Source:
ebisu/docs/adr/0001-complete-vessel-import-scripts.md| ✏️ Edit on GitHub
ADR-0001: Complete Vessel Import Scripts for RFMO Data Sources
Status
Proposed
Context
The Ebisu database is designed to integrate vessel data from 40+ sources to create comprehensive vessel profiles. Currently, only 3 of 13 RFMO vessel importers are implemented (NPFC, NEAFC, SPRFMO), leaving significant gaps in vessel coverage. The vessel identity resolution system is complex, requiring careful matching across sources to avoid duplicates while preserving source attribution.
Current State
- Implemented: 3/13 RFMO importers (NPFC, NEAFC, SPRFMO)
- Data Available: 7 RFMOs have CSV/XLSX files ready
- Missing Data: 3 RFMOs (GFCM, SEAFO PDF only, CCAMLR)
- Other Categories: BADDIE, COUNTRY, COUNTRY_EU, CIVIL_SOCIETY, INTERGOV sources pending
Vessel Matching Complexity
The system uses hierarchical matching:
- IMO (7-digit) - strongest identifier
- IRCS (International Radio Call Sign)
- MMSI (9-digit Maritime Mobile Service Identity)

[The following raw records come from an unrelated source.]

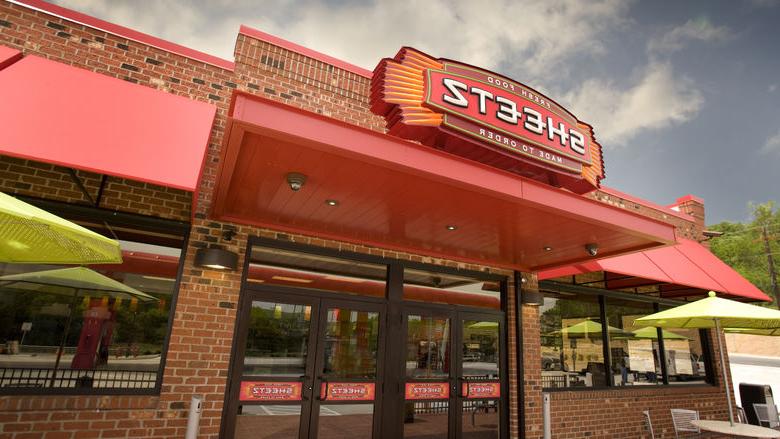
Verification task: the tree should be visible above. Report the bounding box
[709,201,780,307]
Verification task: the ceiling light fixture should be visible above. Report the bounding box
[543,246,552,252]
[325,199,339,206]
[286,172,307,191]
[446,225,457,231]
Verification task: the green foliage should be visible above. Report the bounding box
[709,201,780,306]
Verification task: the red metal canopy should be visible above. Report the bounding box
[0,48,216,192]
[212,92,677,272]
[538,238,771,301]
[0,46,22,70]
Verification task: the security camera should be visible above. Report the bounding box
[286,172,307,191]
[585,243,598,257]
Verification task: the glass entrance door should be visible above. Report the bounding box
[229,293,384,439]
[401,309,505,439]
[458,313,503,439]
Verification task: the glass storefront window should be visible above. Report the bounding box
[664,327,709,384]
[540,285,713,390]
[540,293,606,388]
[406,315,450,378]
[243,300,312,377]
[462,319,499,380]
[403,268,501,310]
[248,246,387,298]
[322,307,380,379]
[0,240,181,391]
[605,298,662,386]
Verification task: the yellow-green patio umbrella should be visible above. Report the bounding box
[0,266,157,301]
[619,326,688,340]
[469,321,498,329]
[636,291,780,426]
[549,319,633,338]
[0,192,121,264]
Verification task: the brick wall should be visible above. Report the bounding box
[0,2,728,439]
[0,156,192,221]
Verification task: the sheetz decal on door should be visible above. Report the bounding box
[405,382,450,400]
[462,381,501,399]
[320,382,376,401]
[239,381,303,401]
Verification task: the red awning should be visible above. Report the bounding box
[212,92,677,272]
[538,238,771,301]
[0,46,22,70]
[0,48,216,191]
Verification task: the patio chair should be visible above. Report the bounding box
[753,403,780,428]
[670,408,701,438]
[642,410,655,439]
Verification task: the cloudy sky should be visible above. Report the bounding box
[51,0,780,225]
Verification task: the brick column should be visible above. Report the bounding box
[520,273,543,439]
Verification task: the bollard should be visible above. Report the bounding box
[543,392,551,439]
[184,395,204,439]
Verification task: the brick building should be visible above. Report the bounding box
[0,1,770,438]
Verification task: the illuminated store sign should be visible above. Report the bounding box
[371,47,604,193]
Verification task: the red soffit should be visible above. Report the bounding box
[0,54,216,191]
[213,92,676,272]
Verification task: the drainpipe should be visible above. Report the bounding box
[543,392,551,439]
[185,395,204,439]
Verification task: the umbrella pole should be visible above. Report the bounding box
[51,289,79,388]
[714,318,735,426]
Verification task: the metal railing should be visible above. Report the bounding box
[411,400,496,415]
[0,367,156,389]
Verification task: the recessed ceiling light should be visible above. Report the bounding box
[543,246,553,252]
[446,225,457,231]
[325,199,339,206]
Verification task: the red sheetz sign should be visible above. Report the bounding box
[371,48,604,194]
[320,382,375,401]
[239,381,302,402]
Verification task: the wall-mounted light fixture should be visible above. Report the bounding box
[194,248,238,271]
[194,228,239,271]
[521,290,544,306]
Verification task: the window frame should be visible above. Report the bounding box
[0,198,189,396]
[538,279,716,392]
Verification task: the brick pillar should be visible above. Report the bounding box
[519,273,543,439]
[670,195,706,241]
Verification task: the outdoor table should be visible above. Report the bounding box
[691,420,780,438]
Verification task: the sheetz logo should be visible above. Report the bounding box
[370,47,604,194]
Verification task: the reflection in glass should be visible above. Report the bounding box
[244,301,311,377]
[317,404,374,439]
[665,327,708,384]
[323,308,379,378]
[539,294,606,388]
[605,299,662,386]
[248,246,387,298]
[407,315,450,378]
[234,404,301,439]
[403,268,501,309]
[0,240,179,390]
[404,400,448,439]
[462,320,499,379]
[462,400,500,439]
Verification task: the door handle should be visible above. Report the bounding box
[317,378,329,401]
[300,376,312,401]
[458,377,470,398]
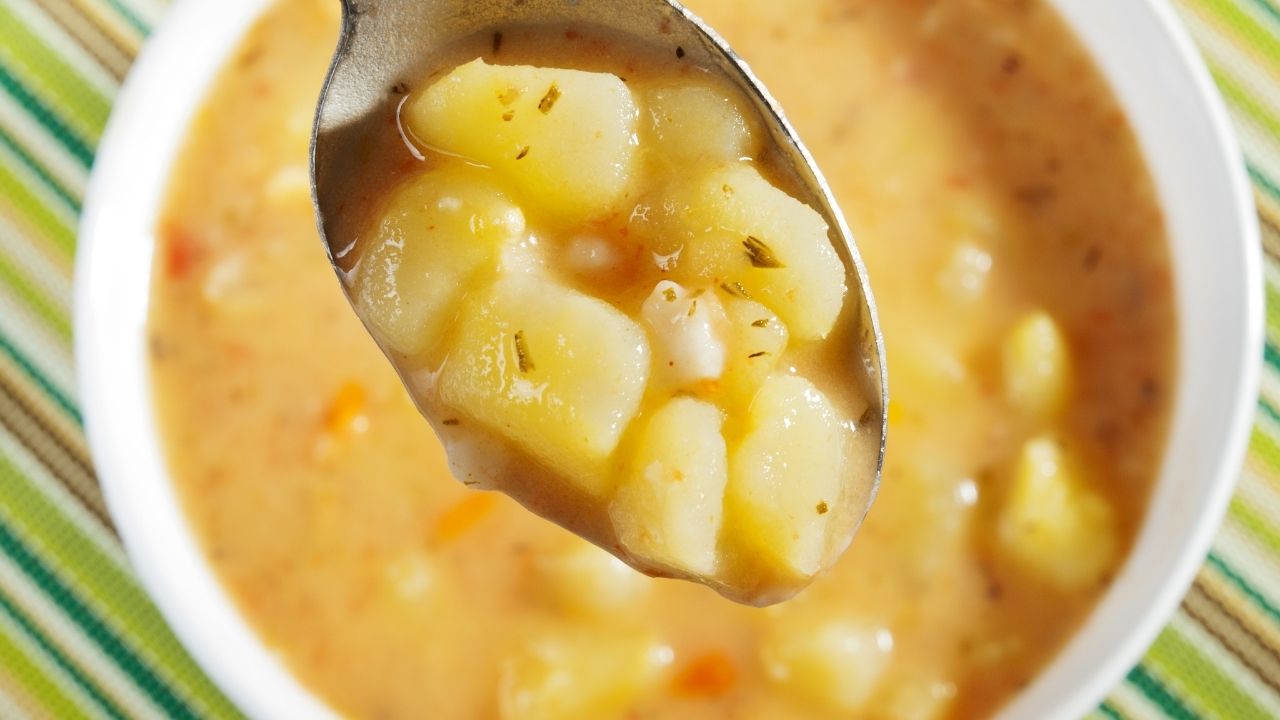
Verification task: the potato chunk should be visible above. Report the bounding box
[405,59,639,222]
[352,163,525,356]
[996,436,1117,589]
[611,397,728,576]
[1002,310,1070,419]
[759,614,894,712]
[536,538,650,616]
[723,375,847,582]
[718,295,788,409]
[638,164,846,341]
[499,629,671,720]
[438,276,650,498]
[640,82,760,166]
[640,280,727,391]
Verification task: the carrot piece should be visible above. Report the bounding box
[163,224,203,280]
[432,493,499,544]
[672,650,737,697]
[324,381,368,436]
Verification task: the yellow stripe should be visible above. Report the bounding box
[63,0,141,57]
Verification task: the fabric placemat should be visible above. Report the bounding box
[0,0,1277,717]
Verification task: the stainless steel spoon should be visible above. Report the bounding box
[310,0,888,581]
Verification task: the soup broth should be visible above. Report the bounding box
[149,0,1174,717]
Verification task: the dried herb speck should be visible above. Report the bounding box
[538,83,562,114]
[744,235,785,268]
[497,86,521,106]
[751,318,770,328]
[816,501,829,515]
[492,31,504,54]
[502,110,515,122]
[748,351,770,359]
[514,331,535,372]
[442,418,461,426]
[676,45,686,59]
[720,281,753,299]
[663,287,678,302]
[515,145,530,160]
[687,300,698,318]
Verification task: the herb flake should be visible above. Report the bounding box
[442,418,461,426]
[662,287,678,302]
[751,318,771,328]
[538,83,562,114]
[720,281,753,299]
[502,110,515,122]
[687,300,698,318]
[748,351,770,359]
[515,145,530,160]
[514,331,535,373]
[816,500,829,515]
[743,235,786,268]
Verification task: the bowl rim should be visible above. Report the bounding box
[73,0,1263,719]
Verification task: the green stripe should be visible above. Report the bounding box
[1097,701,1126,720]
[0,615,91,720]
[1125,664,1198,720]
[1265,277,1280,341]
[0,124,79,213]
[1249,163,1280,204]
[0,63,92,167]
[102,0,150,36]
[1195,0,1280,64]
[0,586,128,720]
[0,156,76,257]
[1246,0,1280,27]
[1146,625,1276,720]
[0,516,202,720]
[1209,59,1280,140]
[0,3,111,143]
[0,248,72,342]
[1229,495,1280,557]
[0,452,244,719]
[1256,397,1280,429]
[0,331,78,424]
[1206,552,1280,624]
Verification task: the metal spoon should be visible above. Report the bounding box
[310,0,888,592]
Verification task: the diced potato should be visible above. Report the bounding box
[405,59,639,222]
[353,163,526,357]
[996,436,1117,589]
[718,295,788,408]
[723,375,846,581]
[936,241,992,302]
[1002,310,1070,419]
[536,538,650,615]
[640,82,761,166]
[635,164,846,341]
[498,628,672,720]
[610,397,728,576]
[640,281,727,390]
[438,276,650,498]
[759,614,894,712]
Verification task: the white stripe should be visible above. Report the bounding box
[0,214,74,305]
[1108,677,1168,719]
[0,93,88,199]
[2,0,120,98]
[1236,464,1280,527]
[0,288,76,414]
[0,598,100,719]
[0,137,79,235]
[1168,612,1280,717]
[0,551,172,720]
[0,686,33,719]
[1213,524,1280,607]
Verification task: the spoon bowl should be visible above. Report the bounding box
[310,0,888,590]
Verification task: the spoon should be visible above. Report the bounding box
[310,0,888,596]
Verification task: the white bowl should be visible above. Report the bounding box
[74,0,1262,718]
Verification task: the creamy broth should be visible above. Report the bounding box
[149,0,1174,717]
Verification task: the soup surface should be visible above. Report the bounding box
[149,0,1175,718]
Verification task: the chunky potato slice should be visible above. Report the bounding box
[640,82,761,167]
[759,614,894,712]
[611,397,728,576]
[352,163,525,357]
[405,59,639,223]
[996,436,1117,589]
[535,538,651,616]
[718,295,788,409]
[723,375,847,581]
[636,164,846,341]
[438,276,650,498]
[1002,310,1070,419]
[499,628,671,720]
[640,280,728,391]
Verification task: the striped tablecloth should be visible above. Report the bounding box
[0,0,1277,718]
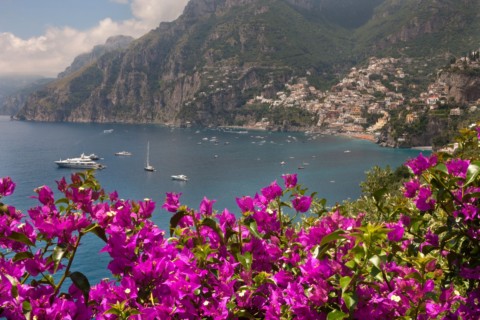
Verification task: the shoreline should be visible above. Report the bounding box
[337,132,378,143]
[8,117,430,150]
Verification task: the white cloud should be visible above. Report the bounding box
[131,0,189,25]
[0,0,189,77]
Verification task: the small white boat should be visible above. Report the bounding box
[171,174,188,181]
[103,129,114,134]
[115,151,132,156]
[144,142,155,172]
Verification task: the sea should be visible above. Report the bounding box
[0,115,424,284]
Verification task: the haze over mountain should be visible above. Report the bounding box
[11,0,480,130]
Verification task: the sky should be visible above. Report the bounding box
[0,0,189,77]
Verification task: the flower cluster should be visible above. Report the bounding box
[0,127,479,319]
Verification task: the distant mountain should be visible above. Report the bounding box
[0,76,52,115]
[16,0,480,128]
[58,35,134,78]
[2,36,133,116]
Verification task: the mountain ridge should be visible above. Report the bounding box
[11,0,480,145]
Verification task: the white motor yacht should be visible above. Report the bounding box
[55,154,105,170]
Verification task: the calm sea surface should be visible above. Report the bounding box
[0,115,423,284]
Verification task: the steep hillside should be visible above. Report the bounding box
[16,0,480,128]
[17,0,355,124]
[58,35,134,79]
[356,0,480,57]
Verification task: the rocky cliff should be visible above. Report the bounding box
[58,35,134,79]
[438,69,480,104]
[17,0,349,124]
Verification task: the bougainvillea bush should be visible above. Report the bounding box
[0,126,479,319]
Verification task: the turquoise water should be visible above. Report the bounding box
[0,116,422,283]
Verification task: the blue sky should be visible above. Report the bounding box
[0,0,132,38]
[0,0,189,77]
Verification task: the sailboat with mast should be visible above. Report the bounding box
[144,141,155,172]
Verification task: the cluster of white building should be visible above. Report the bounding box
[248,57,407,135]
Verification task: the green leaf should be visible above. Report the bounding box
[169,210,188,237]
[82,224,108,243]
[373,188,387,203]
[246,220,262,239]
[342,292,357,310]
[7,231,34,247]
[225,228,237,243]
[55,198,70,205]
[70,271,90,302]
[237,252,253,271]
[434,163,449,175]
[11,283,18,298]
[465,163,480,186]
[22,301,32,320]
[22,301,32,312]
[339,276,352,293]
[327,310,348,320]
[12,251,34,262]
[52,244,67,263]
[319,230,346,247]
[235,309,255,319]
[345,260,356,270]
[105,308,122,316]
[52,244,68,273]
[369,255,384,270]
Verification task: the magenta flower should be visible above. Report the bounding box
[386,222,404,242]
[403,179,420,198]
[34,185,55,206]
[55,177,67,192]
[459,265,480,280]
[252,209,280,233]
[138,198,156,220]
[199,196,216,215]
[446,158,470,179]
[218,209,237,232]
[162,192,182,213]
[261,180,283,201]
[0,177,15,197]
[425,259,437,272]
[399,214,411,227]
[426,301,444,318]
[273,270,294,288]
[455,203,478,221]
[420,229,439,252]
[292,195,312,213]
[476,126,480,140]
[415,186,435,211]
[24,250,55,276]
[405,153,437,175]
[108,190,118,202]
[282,173,298,188]
[236,196,255,213]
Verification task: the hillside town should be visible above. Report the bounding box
[247,56,480,142]
[246,57,407,139]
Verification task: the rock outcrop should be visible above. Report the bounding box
[438,69,480,104]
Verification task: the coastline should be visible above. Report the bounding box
[337,132,378,143]
[8,116,430,150]
[218,124,387,145]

- Vessel Name + Flag - weakest identifier
Decision
We will complete the vessel import scripts following these principles
-
Use NPFC as the Template
- Most comprehensive implementation (33 columns)
- Well-tested matching logic
- Clear separation of cleaning/loading
-
Implement in Priority Order
- Phase 1: Major tuna RFMOs (ICCAT, IOTC, WCPFC, IATTC)
- Phase 2: Regional RFMOs (CCSBT, FFA, NAFO)
- Phase 3: Data extraction needed (GFCM, SEAFO)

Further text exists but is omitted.